The Christianization of Bulgaria

The Christianization of Bulgaria was initiated by Kniaz Boris I. Having inherited a strong and vital state from his predecessors, but defeated in almost all of the wars he waged, Boris I (852-889) made some far-sighted and far-reaching steps, which predetermined Bulgaria’s historical fate. In 864 he converted his court to Christianity and made the Christian religion official in the whole of his kingdom, manoeuvring between the contradictory interests of Rome and Constantinople during the entire period of his reign and achieving various advantages for his country.

The momentous affiliation of Bulgaria to the Christian civilization, through its Byzantine model, brought about considerable dividends in her international relations. Moreover, this act catalysed the on-going, and already advanced, process of assimilation of the Proto-Bulgarians by the Slavic majority – a process in which the Bulgarian nationality crystallized: Slavic in its self-identification, language and traditions.

In 886, invited by Prince Boris-Michael, the disciples of the Slav apostles Cyril and Methodius, who had been sent away from Greater Moravia by that time, arrived in Bulgaria. They were received with great honours by the Bulgarian governor of Belgrade (Serbia’s capital today) as soon as they had treached the border. With the approval of Boris I, two spiritual centres of tremendous significance for Slavic culture were formed in the capital city of Pliska, as well as in the other central town – Ohrid, in Macedonia.
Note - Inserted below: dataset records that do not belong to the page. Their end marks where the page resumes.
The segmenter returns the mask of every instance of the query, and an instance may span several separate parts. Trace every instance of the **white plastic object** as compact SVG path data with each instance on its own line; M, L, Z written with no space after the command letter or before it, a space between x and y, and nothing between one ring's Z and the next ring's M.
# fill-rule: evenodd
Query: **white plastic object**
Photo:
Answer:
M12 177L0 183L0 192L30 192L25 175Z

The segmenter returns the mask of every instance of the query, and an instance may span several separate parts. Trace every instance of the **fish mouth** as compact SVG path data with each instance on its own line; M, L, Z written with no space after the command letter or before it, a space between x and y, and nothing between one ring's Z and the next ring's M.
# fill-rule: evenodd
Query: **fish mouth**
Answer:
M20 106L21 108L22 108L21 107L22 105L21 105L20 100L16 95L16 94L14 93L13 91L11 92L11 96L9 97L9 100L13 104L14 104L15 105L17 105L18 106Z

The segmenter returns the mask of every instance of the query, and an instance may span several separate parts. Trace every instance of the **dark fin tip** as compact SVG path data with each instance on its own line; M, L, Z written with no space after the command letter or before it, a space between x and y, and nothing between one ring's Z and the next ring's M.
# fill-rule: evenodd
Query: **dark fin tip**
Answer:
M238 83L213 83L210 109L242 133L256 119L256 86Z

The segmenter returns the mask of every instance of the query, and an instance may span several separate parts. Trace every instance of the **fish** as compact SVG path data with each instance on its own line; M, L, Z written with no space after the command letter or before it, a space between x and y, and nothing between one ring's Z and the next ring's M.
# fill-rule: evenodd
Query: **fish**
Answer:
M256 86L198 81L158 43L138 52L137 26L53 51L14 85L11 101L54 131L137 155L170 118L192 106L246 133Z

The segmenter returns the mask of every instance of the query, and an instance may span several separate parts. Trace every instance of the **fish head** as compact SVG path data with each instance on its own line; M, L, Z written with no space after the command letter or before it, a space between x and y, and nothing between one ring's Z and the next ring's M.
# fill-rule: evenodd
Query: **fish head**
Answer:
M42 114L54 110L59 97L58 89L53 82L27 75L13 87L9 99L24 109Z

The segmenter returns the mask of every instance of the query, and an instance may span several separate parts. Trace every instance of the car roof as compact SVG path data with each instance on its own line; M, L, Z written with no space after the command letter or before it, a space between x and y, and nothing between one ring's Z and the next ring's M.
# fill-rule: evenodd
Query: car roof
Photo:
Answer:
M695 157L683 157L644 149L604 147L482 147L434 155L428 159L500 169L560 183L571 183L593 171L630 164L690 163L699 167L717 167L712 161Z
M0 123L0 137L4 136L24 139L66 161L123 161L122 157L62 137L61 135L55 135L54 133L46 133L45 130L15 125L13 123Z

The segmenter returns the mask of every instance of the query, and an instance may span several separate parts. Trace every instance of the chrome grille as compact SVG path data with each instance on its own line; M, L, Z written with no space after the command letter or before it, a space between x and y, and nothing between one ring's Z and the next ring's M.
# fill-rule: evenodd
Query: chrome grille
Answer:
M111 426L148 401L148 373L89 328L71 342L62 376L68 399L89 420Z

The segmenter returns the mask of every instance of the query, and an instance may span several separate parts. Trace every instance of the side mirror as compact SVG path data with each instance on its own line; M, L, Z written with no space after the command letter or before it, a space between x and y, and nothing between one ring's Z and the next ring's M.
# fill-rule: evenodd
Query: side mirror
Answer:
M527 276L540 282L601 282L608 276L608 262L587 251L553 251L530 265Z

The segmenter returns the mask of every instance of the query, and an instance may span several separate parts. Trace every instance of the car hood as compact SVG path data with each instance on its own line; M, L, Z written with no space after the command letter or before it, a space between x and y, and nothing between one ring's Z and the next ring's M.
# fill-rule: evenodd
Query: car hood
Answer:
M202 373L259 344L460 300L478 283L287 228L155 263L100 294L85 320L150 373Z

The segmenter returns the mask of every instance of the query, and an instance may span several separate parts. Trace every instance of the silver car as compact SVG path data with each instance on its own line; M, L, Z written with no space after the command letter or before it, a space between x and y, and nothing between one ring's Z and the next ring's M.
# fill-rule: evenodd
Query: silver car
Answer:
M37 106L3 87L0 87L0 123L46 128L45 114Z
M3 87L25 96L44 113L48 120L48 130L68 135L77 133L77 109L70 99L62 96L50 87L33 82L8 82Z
Only in Ohrid, in the course of 7 years as many as 3500 students were educated.

Steadfastly, Prince Boris I continued his mission. In 893 he summoned a Church Council in Pliska. There “pagan Pliska” was replaced by Veliki Preslav as Bulgaria’s capital. The Byzantine priests were sent away, because the country already had well-educated ecclesiastics of her own. And most importantly, at the 893 Council the Bulgarian Slavonic language was declared to be the official administrative and church language. This tongue was comprehensible to the common people. It formed the basis of a cultural tradition that, within a few decades only, overflowed Bulgaria’s frontiers and became spread far beyond them.

Having accomplished the work of his life, Boris, still in his strength, retired to a monastery. His reign had a cultural impact on the development of all Slavs and the whole of Eastern Europe. He died in 907. However, before finding eternal peace, in 893 he had to prove his loyalty to Christianity once again; in 893 he left the monastery for a while – to dethrone and blind his first-born son Prince Vladimir, who had been conspiring to restore heathendom.

After he died, Boris I became the first saint of the Bulgarian Church – the church he himself created. Nowadays, his Proto-Bulgarian, Turkic name, wrongly identified with the Slavonic name of Borislav; is in current usage in almost all countries that belong to the Christian civilization.